There is as yet no ISIS structure for Indonesia, and pressure from some pro-ISIS quarters to form a unified organisation has not yet succeeded. Fortunately for us, the groups are divided along multiple lines, ideological as well as personal, and fears that a united Jamaah Anshorud Daulah or Anshorud Daulah Islamiyah could emerge, or a Wilayat Nusantara be declared, are still unrealised. If a structure does come into being, it could be more responsive to calls from the ISIS leadership for attacks on Westerners than we have seen thus far.

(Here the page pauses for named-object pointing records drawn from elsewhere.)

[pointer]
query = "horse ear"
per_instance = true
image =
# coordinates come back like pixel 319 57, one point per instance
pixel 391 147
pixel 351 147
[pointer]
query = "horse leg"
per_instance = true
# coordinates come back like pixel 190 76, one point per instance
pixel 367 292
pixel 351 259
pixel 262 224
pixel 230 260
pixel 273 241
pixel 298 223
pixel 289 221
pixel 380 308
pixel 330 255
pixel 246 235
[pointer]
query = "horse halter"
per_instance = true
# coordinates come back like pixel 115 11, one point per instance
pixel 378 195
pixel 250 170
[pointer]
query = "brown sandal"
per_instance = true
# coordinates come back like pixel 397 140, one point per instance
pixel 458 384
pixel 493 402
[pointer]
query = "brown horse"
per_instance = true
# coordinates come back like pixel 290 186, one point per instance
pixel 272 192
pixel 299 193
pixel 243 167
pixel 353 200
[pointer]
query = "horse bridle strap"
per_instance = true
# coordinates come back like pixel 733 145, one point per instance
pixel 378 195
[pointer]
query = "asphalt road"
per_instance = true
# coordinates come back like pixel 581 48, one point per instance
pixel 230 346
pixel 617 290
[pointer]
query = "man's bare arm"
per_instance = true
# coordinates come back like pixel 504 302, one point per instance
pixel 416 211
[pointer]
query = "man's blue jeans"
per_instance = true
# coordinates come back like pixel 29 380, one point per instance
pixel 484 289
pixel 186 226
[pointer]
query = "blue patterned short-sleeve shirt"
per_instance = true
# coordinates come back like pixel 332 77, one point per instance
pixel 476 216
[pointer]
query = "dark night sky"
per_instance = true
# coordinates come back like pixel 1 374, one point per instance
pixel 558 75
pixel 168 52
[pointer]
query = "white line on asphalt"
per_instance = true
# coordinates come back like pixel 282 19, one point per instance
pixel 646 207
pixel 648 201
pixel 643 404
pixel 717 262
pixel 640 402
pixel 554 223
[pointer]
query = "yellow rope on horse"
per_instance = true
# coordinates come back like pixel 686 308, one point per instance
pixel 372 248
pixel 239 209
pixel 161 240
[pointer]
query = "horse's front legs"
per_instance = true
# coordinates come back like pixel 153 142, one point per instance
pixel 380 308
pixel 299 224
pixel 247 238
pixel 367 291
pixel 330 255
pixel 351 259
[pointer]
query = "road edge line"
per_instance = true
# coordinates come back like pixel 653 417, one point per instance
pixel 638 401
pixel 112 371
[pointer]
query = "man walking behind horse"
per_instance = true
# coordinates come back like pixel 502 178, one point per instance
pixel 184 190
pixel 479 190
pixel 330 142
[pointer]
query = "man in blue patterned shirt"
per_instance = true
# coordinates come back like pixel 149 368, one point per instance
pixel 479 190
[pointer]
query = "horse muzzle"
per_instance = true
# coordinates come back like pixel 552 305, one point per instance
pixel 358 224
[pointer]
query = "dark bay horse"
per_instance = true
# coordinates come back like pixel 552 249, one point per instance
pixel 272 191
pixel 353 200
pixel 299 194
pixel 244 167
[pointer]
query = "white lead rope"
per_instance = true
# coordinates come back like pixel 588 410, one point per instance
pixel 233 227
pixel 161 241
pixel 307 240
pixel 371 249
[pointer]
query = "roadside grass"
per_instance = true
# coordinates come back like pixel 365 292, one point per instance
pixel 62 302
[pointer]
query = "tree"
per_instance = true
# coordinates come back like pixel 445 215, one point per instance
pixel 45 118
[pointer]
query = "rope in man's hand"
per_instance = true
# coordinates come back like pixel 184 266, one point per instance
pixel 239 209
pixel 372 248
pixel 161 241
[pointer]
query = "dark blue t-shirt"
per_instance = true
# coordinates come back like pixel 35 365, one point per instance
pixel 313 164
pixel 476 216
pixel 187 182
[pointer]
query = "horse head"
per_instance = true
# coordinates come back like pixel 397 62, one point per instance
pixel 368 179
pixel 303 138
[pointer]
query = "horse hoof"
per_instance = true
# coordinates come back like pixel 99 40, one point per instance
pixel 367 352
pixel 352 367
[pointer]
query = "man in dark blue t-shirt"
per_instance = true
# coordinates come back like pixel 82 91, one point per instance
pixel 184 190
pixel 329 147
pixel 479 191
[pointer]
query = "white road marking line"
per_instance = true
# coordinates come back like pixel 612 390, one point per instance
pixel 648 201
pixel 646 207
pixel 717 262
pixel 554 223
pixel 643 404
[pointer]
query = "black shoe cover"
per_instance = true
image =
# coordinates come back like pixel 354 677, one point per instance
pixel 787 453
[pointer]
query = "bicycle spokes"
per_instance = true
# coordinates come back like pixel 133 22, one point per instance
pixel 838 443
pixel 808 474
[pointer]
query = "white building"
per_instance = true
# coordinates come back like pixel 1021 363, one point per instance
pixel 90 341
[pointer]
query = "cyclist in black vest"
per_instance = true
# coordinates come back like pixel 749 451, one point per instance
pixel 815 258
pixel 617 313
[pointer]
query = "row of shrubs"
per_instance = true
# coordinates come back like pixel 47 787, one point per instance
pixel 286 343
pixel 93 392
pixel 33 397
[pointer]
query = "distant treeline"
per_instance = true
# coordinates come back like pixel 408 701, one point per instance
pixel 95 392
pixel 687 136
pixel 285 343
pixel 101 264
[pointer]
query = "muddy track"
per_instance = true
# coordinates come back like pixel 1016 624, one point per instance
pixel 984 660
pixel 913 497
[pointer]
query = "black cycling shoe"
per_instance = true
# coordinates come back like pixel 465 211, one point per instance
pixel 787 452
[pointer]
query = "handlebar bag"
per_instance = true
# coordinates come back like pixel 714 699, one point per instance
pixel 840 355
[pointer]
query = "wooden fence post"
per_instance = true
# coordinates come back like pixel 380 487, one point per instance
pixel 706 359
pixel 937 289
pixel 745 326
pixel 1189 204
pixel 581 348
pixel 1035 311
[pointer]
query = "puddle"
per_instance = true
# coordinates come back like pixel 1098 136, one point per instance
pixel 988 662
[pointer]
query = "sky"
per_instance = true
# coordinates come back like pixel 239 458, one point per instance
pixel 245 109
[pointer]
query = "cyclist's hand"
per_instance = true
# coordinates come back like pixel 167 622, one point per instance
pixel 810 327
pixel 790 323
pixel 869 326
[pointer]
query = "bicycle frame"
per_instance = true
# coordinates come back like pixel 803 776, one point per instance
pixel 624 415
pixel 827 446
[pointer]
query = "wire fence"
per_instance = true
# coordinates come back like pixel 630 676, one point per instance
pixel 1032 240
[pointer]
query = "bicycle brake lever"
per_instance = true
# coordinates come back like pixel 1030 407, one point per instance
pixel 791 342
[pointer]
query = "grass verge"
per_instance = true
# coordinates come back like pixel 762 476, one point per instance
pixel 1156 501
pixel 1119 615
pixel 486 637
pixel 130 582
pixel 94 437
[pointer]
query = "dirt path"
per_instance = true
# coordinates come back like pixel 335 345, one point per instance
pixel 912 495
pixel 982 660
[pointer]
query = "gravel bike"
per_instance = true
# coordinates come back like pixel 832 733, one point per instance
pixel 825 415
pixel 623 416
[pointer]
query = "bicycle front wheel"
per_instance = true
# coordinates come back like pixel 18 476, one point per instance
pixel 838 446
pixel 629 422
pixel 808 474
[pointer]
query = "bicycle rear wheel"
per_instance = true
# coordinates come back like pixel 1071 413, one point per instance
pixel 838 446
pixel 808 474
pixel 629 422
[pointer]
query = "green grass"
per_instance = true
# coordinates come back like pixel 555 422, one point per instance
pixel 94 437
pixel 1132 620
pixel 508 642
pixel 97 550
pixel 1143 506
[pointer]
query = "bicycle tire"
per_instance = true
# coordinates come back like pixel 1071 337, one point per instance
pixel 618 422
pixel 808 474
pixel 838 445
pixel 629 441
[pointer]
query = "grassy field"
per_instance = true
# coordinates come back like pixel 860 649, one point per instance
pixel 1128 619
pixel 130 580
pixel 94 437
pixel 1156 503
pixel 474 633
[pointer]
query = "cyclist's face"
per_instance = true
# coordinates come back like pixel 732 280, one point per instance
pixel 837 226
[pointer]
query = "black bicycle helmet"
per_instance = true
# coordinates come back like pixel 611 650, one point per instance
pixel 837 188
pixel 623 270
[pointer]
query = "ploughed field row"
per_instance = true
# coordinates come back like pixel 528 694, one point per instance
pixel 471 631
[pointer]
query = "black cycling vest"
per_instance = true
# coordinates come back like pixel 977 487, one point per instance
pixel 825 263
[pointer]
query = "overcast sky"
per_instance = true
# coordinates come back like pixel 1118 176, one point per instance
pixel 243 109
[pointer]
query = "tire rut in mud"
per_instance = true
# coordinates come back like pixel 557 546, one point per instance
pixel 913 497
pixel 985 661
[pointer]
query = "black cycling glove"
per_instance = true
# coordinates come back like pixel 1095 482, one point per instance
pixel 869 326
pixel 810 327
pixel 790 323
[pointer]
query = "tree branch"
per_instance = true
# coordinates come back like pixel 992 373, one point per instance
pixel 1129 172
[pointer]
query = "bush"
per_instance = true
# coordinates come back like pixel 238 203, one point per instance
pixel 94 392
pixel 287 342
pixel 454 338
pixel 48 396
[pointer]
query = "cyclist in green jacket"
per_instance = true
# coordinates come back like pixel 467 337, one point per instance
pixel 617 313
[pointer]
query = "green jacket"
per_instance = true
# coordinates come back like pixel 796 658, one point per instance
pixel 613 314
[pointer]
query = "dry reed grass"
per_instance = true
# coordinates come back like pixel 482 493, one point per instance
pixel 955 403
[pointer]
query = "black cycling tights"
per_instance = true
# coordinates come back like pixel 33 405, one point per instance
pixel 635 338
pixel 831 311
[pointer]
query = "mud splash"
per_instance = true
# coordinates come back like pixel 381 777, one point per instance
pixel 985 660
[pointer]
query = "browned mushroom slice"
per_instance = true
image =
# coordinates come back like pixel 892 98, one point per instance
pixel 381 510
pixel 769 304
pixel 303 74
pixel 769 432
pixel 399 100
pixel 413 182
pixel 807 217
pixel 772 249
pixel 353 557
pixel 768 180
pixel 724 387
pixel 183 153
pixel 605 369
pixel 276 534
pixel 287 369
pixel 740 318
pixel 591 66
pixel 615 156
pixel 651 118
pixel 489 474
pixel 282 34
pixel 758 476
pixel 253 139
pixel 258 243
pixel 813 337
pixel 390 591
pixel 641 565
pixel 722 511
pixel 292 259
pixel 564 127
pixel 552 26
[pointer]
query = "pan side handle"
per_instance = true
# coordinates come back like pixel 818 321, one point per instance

The Indonesian authorities are right that the risk of a Paris-like spectacular in Jakarta is low. But while the police and army have been focused on going after Indonesia’s most wanted terrorist, Santoso, in the hills of Central Sulawesi, ISIS has succeeded in building a network of supporters in the suburbs of Jakarta.
Bahrun Naim in his 'Lessons' article notes approvingly that the Paris attackers well understood the oath of loyalty they had taken toward ISIS and its consequences. None of the hundreds, maybe more than 1000 Indonesians who have sworn allegiance to ISIS since June 2014 have been asked to demonstrate their obedience to their leader. That could still come.
The essence of terrorism is unpredictability. If we assume that because it’s quiet now in Jakarta, it is going to stay that way, we could be in for an unpleasant surprise.